Yeast infections affect some 10% of pregnant women, a period that makes them more vulnerable. Symptoms include painful sex, abnormal vaginal discharge and itchiness in the genital area.

The FDA issued a previous warning that continuous use of fluconazole in high doses, brand name Diflucan, has shown evidence linking it to “a rare and distinct set of birth defects” in infants whose mothers took the drug in their first trimester. The doses were from 400-800mg a day, states the case reports.

A recent Danish study conducted at the State Serum Institute in Copenhagen is showing more negative effects from fluconazole use. The researchers did a review of medical records covering 1.4 million pregnancies in Denmark in 17 years.

Data showed that among the estimated 3,300 women who took the oral drug while 7 to 22 weeks pregnant, around 150 of them miscarried, compared with some 560 of 13,000 women matched for maternal and gestational age.

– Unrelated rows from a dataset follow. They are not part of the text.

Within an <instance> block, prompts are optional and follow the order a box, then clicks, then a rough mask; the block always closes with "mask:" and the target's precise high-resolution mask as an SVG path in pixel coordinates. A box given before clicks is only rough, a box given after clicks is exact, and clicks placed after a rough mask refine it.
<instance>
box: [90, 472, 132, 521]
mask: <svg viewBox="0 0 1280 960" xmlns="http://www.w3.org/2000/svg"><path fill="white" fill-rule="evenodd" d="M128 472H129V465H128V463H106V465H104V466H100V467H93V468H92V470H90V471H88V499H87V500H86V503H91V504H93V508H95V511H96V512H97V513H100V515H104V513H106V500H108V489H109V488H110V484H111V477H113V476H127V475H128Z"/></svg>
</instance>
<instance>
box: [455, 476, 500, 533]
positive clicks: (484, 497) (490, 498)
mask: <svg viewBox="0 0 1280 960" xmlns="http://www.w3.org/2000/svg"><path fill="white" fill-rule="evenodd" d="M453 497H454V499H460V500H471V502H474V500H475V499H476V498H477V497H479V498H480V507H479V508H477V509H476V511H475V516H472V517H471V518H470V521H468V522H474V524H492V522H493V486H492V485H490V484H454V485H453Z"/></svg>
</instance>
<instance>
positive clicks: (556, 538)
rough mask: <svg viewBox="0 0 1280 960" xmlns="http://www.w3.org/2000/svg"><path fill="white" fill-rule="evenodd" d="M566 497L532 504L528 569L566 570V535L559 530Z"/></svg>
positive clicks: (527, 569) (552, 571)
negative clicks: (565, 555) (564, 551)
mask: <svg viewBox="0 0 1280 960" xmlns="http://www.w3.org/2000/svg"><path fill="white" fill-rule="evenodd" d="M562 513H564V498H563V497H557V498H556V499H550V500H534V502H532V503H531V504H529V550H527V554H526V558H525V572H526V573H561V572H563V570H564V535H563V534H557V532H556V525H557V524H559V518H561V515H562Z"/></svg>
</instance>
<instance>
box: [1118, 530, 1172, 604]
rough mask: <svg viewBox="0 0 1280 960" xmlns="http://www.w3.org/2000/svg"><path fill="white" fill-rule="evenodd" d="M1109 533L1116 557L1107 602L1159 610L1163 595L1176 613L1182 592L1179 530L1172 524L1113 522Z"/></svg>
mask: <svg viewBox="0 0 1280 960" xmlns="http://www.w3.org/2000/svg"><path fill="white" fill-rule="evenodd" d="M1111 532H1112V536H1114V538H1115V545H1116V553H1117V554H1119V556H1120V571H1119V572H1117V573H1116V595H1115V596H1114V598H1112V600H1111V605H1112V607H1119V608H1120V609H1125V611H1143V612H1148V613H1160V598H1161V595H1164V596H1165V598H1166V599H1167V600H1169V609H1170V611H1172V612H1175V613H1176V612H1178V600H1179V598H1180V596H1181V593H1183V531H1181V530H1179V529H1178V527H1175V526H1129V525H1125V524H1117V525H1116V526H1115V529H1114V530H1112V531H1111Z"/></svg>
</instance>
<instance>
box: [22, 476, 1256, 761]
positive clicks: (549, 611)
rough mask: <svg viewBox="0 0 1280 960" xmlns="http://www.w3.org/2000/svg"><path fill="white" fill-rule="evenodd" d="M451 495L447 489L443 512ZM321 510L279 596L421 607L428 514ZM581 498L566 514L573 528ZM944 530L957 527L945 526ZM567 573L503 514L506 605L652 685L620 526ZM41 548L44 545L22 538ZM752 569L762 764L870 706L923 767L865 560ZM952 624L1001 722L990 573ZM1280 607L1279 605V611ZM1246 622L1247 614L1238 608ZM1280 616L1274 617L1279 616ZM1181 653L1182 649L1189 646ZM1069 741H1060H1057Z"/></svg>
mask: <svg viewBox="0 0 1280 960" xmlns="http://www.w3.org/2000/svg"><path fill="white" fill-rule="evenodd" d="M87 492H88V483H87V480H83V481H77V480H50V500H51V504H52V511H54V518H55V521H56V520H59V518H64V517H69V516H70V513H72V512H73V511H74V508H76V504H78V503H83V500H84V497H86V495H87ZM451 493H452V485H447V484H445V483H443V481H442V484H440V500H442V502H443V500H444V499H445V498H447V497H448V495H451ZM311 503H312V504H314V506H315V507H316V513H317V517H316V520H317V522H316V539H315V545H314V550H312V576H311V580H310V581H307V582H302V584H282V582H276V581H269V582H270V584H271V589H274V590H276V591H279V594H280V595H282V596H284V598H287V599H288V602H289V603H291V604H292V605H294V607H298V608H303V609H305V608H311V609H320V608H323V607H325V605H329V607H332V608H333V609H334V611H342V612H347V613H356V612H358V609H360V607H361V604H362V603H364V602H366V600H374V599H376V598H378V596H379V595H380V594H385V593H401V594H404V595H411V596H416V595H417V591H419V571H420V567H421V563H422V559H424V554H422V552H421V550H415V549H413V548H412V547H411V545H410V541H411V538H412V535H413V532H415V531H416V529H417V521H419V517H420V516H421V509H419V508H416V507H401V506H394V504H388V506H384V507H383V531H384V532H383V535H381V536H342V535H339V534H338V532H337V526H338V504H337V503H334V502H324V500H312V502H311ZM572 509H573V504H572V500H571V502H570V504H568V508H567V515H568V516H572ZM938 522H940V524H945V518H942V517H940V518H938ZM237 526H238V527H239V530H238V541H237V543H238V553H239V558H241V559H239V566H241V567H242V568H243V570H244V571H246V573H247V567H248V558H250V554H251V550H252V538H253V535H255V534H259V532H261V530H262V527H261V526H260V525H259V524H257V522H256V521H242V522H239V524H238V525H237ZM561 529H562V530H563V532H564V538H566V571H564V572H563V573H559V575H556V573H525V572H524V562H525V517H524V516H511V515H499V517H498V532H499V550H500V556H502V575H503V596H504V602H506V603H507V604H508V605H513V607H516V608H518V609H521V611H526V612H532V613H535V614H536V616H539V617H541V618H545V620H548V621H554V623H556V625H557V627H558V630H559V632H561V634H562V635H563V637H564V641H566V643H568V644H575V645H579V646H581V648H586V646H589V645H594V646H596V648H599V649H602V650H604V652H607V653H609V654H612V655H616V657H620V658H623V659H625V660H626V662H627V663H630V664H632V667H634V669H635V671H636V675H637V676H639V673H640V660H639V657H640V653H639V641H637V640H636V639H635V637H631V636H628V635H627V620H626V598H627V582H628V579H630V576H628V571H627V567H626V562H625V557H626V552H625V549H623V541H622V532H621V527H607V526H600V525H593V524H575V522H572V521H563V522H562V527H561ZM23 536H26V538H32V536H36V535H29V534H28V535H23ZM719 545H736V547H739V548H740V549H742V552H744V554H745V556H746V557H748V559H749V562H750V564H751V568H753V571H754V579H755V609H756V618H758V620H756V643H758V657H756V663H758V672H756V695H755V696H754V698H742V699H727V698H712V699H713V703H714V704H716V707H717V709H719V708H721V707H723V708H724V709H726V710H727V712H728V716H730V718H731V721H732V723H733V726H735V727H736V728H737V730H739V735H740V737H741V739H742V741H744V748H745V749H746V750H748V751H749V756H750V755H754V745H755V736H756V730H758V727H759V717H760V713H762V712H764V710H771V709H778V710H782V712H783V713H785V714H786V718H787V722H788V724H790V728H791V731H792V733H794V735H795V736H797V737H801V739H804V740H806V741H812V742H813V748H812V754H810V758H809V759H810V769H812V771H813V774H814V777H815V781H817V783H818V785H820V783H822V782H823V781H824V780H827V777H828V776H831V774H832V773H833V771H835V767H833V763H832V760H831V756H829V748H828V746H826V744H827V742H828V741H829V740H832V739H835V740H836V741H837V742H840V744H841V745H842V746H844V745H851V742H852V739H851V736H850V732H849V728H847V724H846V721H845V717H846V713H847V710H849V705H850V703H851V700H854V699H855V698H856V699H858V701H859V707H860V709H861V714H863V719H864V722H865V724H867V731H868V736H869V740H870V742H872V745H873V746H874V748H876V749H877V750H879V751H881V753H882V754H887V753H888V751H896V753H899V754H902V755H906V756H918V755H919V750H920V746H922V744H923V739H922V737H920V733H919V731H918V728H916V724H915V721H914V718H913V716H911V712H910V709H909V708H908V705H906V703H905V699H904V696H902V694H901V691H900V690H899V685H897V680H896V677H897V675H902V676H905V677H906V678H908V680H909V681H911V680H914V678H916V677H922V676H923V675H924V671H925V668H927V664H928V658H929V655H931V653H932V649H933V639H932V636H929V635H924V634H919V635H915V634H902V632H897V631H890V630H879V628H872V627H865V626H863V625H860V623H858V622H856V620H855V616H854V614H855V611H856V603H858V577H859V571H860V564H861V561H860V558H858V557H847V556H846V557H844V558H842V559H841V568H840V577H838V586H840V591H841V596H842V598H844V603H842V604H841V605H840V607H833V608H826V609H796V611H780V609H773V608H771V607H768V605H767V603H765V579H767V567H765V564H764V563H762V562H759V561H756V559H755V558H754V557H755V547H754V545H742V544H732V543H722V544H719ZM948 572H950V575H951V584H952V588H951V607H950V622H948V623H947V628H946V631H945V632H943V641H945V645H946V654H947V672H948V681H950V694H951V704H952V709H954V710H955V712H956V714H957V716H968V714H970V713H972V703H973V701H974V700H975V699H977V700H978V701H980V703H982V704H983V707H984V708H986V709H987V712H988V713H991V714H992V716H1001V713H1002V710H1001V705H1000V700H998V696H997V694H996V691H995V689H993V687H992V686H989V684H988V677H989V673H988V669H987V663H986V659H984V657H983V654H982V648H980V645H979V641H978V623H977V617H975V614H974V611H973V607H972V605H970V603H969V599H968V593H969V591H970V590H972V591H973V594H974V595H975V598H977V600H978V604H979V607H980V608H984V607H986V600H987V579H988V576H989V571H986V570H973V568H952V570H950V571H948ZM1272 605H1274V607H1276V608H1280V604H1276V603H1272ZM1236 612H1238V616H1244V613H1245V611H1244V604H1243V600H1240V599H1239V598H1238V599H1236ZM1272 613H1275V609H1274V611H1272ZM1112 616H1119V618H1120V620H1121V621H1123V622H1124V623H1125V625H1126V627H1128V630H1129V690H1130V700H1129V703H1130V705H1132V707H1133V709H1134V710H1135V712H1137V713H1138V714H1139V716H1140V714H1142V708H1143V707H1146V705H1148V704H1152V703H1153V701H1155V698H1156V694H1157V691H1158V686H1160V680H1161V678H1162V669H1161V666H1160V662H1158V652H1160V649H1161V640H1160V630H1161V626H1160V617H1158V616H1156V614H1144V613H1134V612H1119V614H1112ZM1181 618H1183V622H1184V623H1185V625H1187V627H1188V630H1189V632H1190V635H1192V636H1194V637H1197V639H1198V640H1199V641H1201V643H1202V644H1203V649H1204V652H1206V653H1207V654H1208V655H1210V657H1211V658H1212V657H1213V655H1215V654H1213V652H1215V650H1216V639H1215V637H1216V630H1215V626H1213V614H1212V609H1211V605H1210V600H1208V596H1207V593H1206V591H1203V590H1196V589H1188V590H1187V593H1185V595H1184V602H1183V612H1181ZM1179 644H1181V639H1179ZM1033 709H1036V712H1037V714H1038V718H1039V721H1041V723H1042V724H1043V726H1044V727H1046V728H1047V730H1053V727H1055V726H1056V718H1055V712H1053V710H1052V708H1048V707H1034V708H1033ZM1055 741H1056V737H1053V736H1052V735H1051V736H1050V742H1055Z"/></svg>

Pregnant women who used fluconazole in their first 22 weeks had a higher risk for miscarriage compared to those who did not use the drug. On the other hand, there was no evidence found linking fluconazole use and stillbirths.

Lyndsay Meyer, a representative for the FDA, stated that it is unclear whether the agency would announce any further recommendations. However, “until F.D.A.’s review is complete and more is understood about this study and other available data, we advise cautious prescribing of oral fluconazole in pregnancy,” she said in an email to The New York Times.

The Centers for Disease Control and Prevention have given the recommendation to use topical products to treat yeast infection in pregnancy. The same study also did a comparison of women who used topical azole yeast infection treatments and women who took the drug orally. The researchers found that the latter had a higher chance of miscarriage.

Rachel Hooper of Pfizer, the company that makes fluconazole, maintains that the drug has shown an effectivity, and a “well-established benefit risk-profile” in over 25 years of patient use.

The research, headed by Ditte Molgaard-Nielsen, was published in The Journal of the American Medical Association.